Enabling OFI/verbs/dmabuf Support#

oneCCL provides experimental support for data transfers between Intel GPU memory and NIC using Linux dmabuf, which is exposed through OFI API for verbs provider.

Requirements#

  • Linux kernel version >= 5.12

  • RDMA core version >= 34.0

  • level-zero-devel package

Usage#

oneCCL, OFI and OFI/verbs from Intel® oneAPI Base Toolkit support device memory transfers. Refer to Run instructions for usage.

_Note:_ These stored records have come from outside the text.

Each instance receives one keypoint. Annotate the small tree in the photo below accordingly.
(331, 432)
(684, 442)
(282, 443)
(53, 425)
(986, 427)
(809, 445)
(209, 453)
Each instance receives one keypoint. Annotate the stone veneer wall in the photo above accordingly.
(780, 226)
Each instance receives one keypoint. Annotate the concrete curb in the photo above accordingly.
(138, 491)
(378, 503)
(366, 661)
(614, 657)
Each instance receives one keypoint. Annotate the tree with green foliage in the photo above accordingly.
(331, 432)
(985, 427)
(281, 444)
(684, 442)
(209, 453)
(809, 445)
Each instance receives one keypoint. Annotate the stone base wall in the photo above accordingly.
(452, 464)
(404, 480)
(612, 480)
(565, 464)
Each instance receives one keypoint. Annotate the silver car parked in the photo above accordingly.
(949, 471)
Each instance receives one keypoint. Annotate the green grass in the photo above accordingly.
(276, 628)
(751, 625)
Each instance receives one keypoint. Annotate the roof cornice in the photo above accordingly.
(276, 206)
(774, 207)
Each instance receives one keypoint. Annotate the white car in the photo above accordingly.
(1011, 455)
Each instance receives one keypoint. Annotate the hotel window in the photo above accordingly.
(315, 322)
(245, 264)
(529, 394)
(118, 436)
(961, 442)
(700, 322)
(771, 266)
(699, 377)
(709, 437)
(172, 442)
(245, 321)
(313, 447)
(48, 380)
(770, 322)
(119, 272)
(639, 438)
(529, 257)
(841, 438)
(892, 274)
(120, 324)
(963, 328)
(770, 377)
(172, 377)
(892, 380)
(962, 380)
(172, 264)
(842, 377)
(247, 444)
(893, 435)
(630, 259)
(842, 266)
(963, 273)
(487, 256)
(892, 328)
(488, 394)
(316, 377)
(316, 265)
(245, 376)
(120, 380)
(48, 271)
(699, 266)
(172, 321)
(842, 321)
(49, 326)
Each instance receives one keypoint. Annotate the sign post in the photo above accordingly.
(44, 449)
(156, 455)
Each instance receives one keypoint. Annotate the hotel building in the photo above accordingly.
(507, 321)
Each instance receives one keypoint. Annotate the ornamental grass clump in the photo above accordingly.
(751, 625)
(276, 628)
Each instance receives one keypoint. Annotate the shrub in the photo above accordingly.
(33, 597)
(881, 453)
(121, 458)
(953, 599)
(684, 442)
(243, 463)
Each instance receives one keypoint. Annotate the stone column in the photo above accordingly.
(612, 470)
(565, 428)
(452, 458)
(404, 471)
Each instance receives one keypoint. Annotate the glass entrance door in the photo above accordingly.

If you want to build software components from sources, refer to Build instructions.

Build instructions#

OFI#

git clone --single-branch --branch v1.13.2 https://github.com/ofiwg/libfabric.git
cd libfabric
./autogen.sh
./configure --prefix=<ofi_install_dir> --enable-verbs=<rdma_core_install_dir> --with-ze=<level_zero_install_dir> --enable-ze-dlopen=yes
make -j install

Note

You may also get OFI release package directly from here. No need to run autogen.sh if using the release package.

oneCCL#

cmake -DCMAKE_INSTALL_PREFIX=<ccl_install_dir> -DLIBFABRIC_DIR=<ofi_install_dir> -DCMAKE_C_COMPILER=icx -DCMAKE_CXX_COMPILER=icpx -DCOMPUTE_BACKEND=dpcpp -DENABLE_OFI_HMEM=1 ..
make -j install

Run instructions#

  1. Set the environment. See Get Started Guide.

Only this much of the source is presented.